The EU's member states are no longer all that attractive for investments, and other regions of the world are also not tempting because of the global economic decline. The economies of Central European countries, however, are continuing to develop at a more rapid pace, and Latvia, as an EU member state, could be interesting to investors.
The EU and money 3
In teaching classes at the master's degree program in European studies at the University of Latvia, I am sometimes surprised to find that some of my students are Euroskeptics. If students who have chosen to pursue European studies from amongst a wide range of study programs are skeptical about Latvia's membership in the EU, then what do less informed people in society think about this matter? I must say that people in Latvia do not have a uniform opinion about Latvia's joining the EU. Surveys and views which people have expressed in the mass media indicate that approximately one-third of Latvia's residents have a negative view of the Union.
Why are so many people in Latvia Euroskeptics? One reason is that people don't understand Latvia's role, rights and, especially, benefits upon joining the European Union. Sadly, one must sometimes admit that some of the arguments in favor of or against Latvia's membership in the EU are more intuitive than they are based on any facts or knowledge about the EU and its activities. Some of the claims are entirely without justification. People lack information, and the Latvian government must be more active in organizing informational events about the EU and its policies. There must be more in the way of explanations about what Latvia will win and lose when it joins the EU.
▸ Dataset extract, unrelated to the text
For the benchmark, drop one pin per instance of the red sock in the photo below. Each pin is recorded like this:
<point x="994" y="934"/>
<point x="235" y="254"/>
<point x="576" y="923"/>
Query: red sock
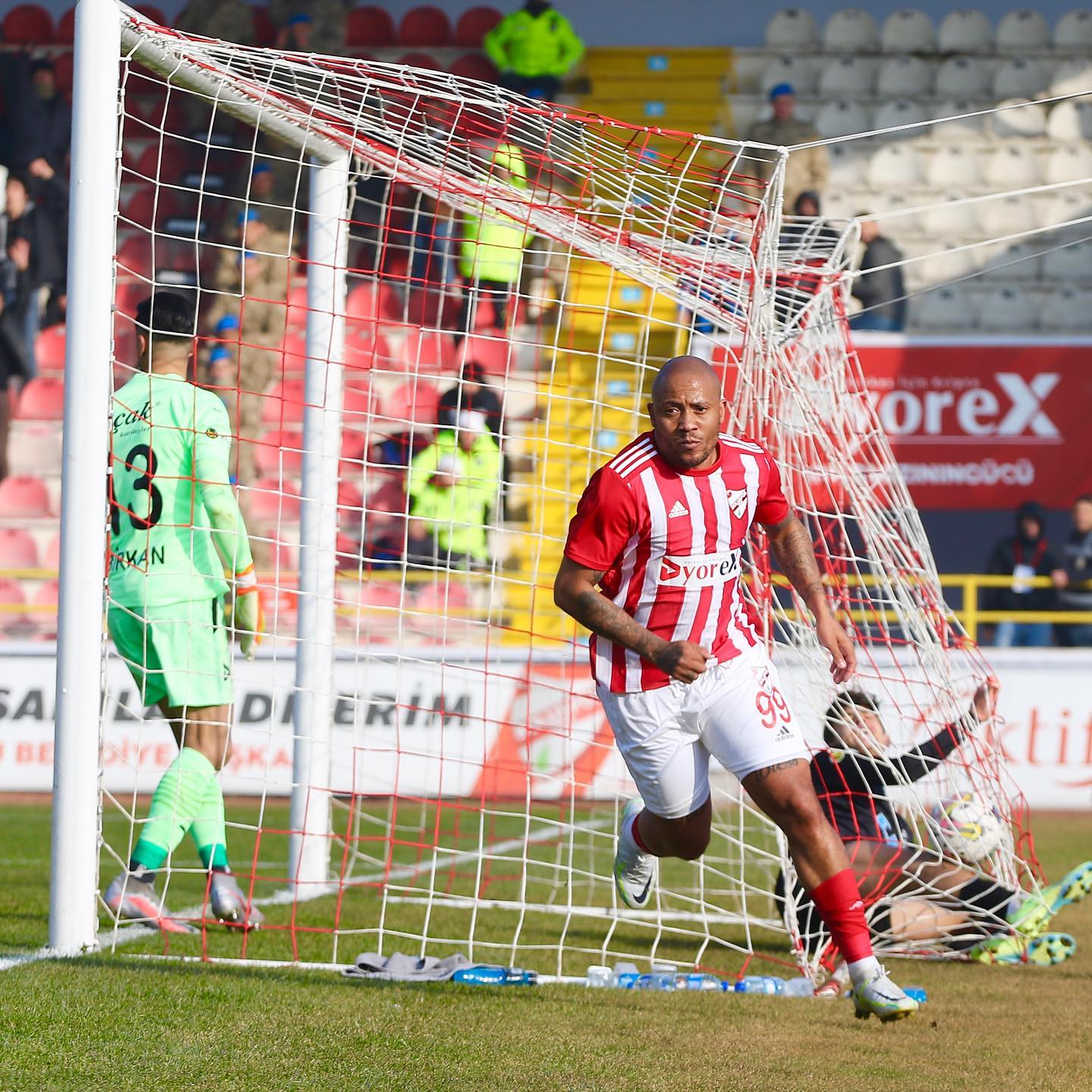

Latvia's benefits upon joining the EU will be very varied - economic, social, political, etc. I feel that the most important economic gains are the following:
If we look at opportunities to attract investments, then we must conclude that Latvia, as a member state of the European Union, will attract finances from structural and cohesion funds in pursuit of its economic and social policies. The structural funds are financial instruments, which are used in the context of the EU's regional development policies, and they help EU member states to deal with their socio-economic problems. The role of the structural funds in the development of national economies is obvious. The success story of Ireland, for example, has been discussed to a great extent. Given that Latvia's economic and social development indicators are way below the average level in existing EU member states, it is of key importance to get some of that money for various projects in Latvia. New projects and direct investments in industry, the infrastructure, environmental protection, agriculture, education and health care will create jobs and promote economic growth. Much has been written in the press about this aspect of investments.
An indirect benefit from Latvian membership in the EU, meanwhile, is the fact that the current-day EU's member states are no longer particularly attractive for investments, and other regions of the world are not tempting in terms of making large investments there because of the global economic decline. The economies of the Central European countries, by contrast, are continuing to develop at a more rapid pace than is the case in other countries in the world, and this is a region which can attract investments. The Baltic States are particularly attractive. GDP growth in Latvia is the highest among the Baltic States and the EU candidate countries. As a member state of the EU, therefore, Latvia will be interesting to foreign and local investors alike. The status of an EU member state would provide investors with certain guarantees that the business environment is in line with the EU's high standards.
Then there is the issue of monetary stability. Latvia has significant problems with its current account balance, therefore the financial and monetary system is rather vulnerable. This is one of the reasons why IMF has insisted that Latvia must reduce its budget deficit. In joining the EU and the Economic and Monetary Union, Latvia will become a part of the EU's financial system. That will guarantee stability in prices and exchange rates, stable interest rates on government securities, and the elimination of any risks related to the financial system.
These are by no means the only benefits, which will accrue to Latvia upon joining the EU, but let's leave the other benefits to another discussion.